Name | Type | Default value | Description |
---|---|---|---|
name | string | Name of this processor. The name of a processor is used only for tracing and debugging purposes. | |
dataModelState | string | Is this document processor managed by a data model? @enum{null,auto,customized, error}. • If null, this document processor is not related to a data model. • If "auto", this document processor is auto-generated by a data model. • If "customized", this document processor was auto-generated by a data model and then customized. • If "error", there is a conflict between this document processor and the data model. | |
dataModelClass | string | If dataModelState is either "auto" or "customized", you will find here the name of the DataModelClass that generated this DocumentProcessor. | |
dataModelProperty | string | If dataModelState is either "auto" or "customized", you will find here the name of the DataModelProperty that generated this DocumentProcessor. | |
disabled | boolean | Disable the DocumentProcessor | |
relevantChunkContext | string | relevantcontent | Relevant text chunks will be copied in this context. |
newContextName | string | relevantcontent | Deprecated, use 'relevantChunkContext'. |
irrelevantChunkContext | string | excludedcontent | Irrelevant text chunks will be copied in this context. |
retrieveFieldContext | string | htmlcontent | Original text chunks will be moved in this context. |
irrelevantChunkAnnotation | string | If set, the HTMLRelevantContentExtractor will annotate each irrelevant chunk with an annotation. | |
minScore | int | 15 | Internally, the HTMLRelevantContentExtractor assigns a score to each chunk of its input.
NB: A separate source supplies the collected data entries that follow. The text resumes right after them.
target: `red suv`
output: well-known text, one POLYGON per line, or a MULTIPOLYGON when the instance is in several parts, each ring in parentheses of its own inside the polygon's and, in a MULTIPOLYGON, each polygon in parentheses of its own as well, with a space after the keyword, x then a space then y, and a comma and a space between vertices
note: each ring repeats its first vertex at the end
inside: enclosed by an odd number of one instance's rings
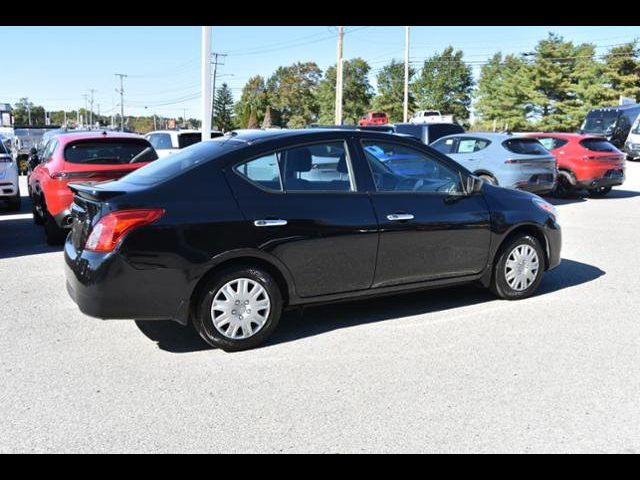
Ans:
POLYGON ((604 197, 624 183, 625 154, 602 137, 574 133, 533 133, 558 161, 556 194, 586 189, 604 197))
POLYGON ((367 127, 369 125, 386 125, 389 123, 389 117, 384 112, 369 112, 358 121, 359 127, 367 127))
POLYGON ((47 243, 62 243, 71 228, 69 182, 115 180, 157 158, 146 139, 128 133, 66 133, 49 139, 28 180, 33 220, 44 225, 47 243))

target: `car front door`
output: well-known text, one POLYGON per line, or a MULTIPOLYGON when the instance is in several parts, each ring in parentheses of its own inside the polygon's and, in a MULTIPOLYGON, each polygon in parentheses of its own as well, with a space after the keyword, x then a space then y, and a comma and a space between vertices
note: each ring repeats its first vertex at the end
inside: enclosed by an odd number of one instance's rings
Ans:
POLYGON ((290 272, 300 297, 371 286, 378 225, 357 189, 346 138, 291 145, 226 169, 251 242, 290 272))
POLYGON ((468 174, 428 147, 371 139, 360 145, 380 223, 373 286, 480 273, 491 223, 482 194, 463 191, 468 174))
POLYGON ((450 157, 470 172, 492 170, 484 151, 488 145, 489 141, 481 138, 458 137, 456 149, 450 157))

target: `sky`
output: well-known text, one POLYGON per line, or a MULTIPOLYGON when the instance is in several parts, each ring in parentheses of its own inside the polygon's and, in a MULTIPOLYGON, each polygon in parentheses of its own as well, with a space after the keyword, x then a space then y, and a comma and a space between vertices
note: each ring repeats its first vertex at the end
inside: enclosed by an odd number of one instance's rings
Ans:
MULTIPOLYGON (((323 70, 336 62, 333 26, 212 27, 213 51, 226 53, 218 86, 226 82, 236 100, 253 75, 267 78, 278 66, 314 61, 323 70)), ((404 27, 345 27, 345 58, 361 57, 376 72, 404 58, 404 27)), ((464 51, 477 77, 494 53, 531 51, 548 32, 574 43, 608 46, 640 39, 640 27, 414 26, 410 59, 415 67, 448 45, 464 51)), ((200 27, 0 27, 4 66, 0 103, 28 97, 47 110, 84 108, 94 89, 94 110, 119 111, 119 79, 125 78, 125 115, 199 117, 200 27)))

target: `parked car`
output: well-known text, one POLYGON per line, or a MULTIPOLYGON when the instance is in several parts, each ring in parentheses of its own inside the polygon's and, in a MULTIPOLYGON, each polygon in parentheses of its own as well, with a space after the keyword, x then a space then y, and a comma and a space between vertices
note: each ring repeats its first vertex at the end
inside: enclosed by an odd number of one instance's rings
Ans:
POLYGON ((640 104, 594 108, 587 114, 579 133, 602 136, 616 148, 623 149, 638 115, 640 104))
POLYGON ((624 142, 624 152, 627 154, 628 160, 640 159, 640 116, 631 127, 629 136, 624 142))
POLYGON ((129 133, 93 131, 51 137, 28 181, 33 220, 44 225, 47 243, 61 243, 71 227, 69 182, 118 179, 157 158, 145 138, 129 133))
POLYGON ((0 132, 0 143, 4 145, 6 151, 11 153, 11 149, 13 148, 14 136, 13 134, 8 134, 4 132, 0 132))
MULTIPOLYGON (((222 132, 211 132, 211 138, 220 136, 222 132)), ((144 138, 149 140, 158 157, 162 158, 200 142, 202 133, 198 130, 156 130, 147 133, 144 138)))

Use 'minScore' to keep only chunks having a score greater than a value. |
minParagraphWords | int | 7 | The minimum number of words a <p> chunk must have to be considered as a paragraph and be boosted. |
minTitleWords | int | 3 | The minimum number of words a title must have to be boosted. |
linkAllowedInTitle | boolean | True | By default, the links contained in a page title produce a malus, this can be disabled. |
paragraphBoost | int | 10 | Each time a paragraph will be detected, the score will be increased by this value. |
maxWordInLinkRatio | int | 2 | The maximum allowed ratio of words contained in links in a chunk of text. |
titleBoost | int | 5 | Each time a title will be detected, the score will be increased by this value. |
classBoost | int | 10 | Each time a CSS class included in 'idsAndClassesToKeep' will be detected, the score will be increased by this value. |
keepOnlyBestChunk | boolean | If true, the 'relevantcontent' will only be composed by the main article of the page. | |
skipBlockquotes | boolean | Ability to skip HTML blockquote tags. | |
skipPre | boolean | Ability to skip HTML pre tags. | |
keepImages | boolean | If true, the HTML image annotations will be kept in the new context. |
Name | Type | Description |
---|---|---|
fromDataModel | com.exalead.indexing.analysis.v10.DocumentProcessor | If dataModelState is "customized", you will find here the original document processor generated by the data model. Use this to easily revert to "auto" state from "customized". @IgnoreForValueConstructor |
idsAndClassesToIgnore | exa.bee.StringValue* | The list of CSS classes and HTML ids to ignore. |
idsAndClassesToKeep | exa.bee.StringValue* | The list of CSS classes and HTML ids to boost. |
annotationsToCopy | exa.bee.StringValue* | The list of annotations to keep in the new context. |
AcceptCondition | com.exalead.indexing.analysis.v10.AcceptCondition | Expresses the enablement condition of this DocumentProcessor. |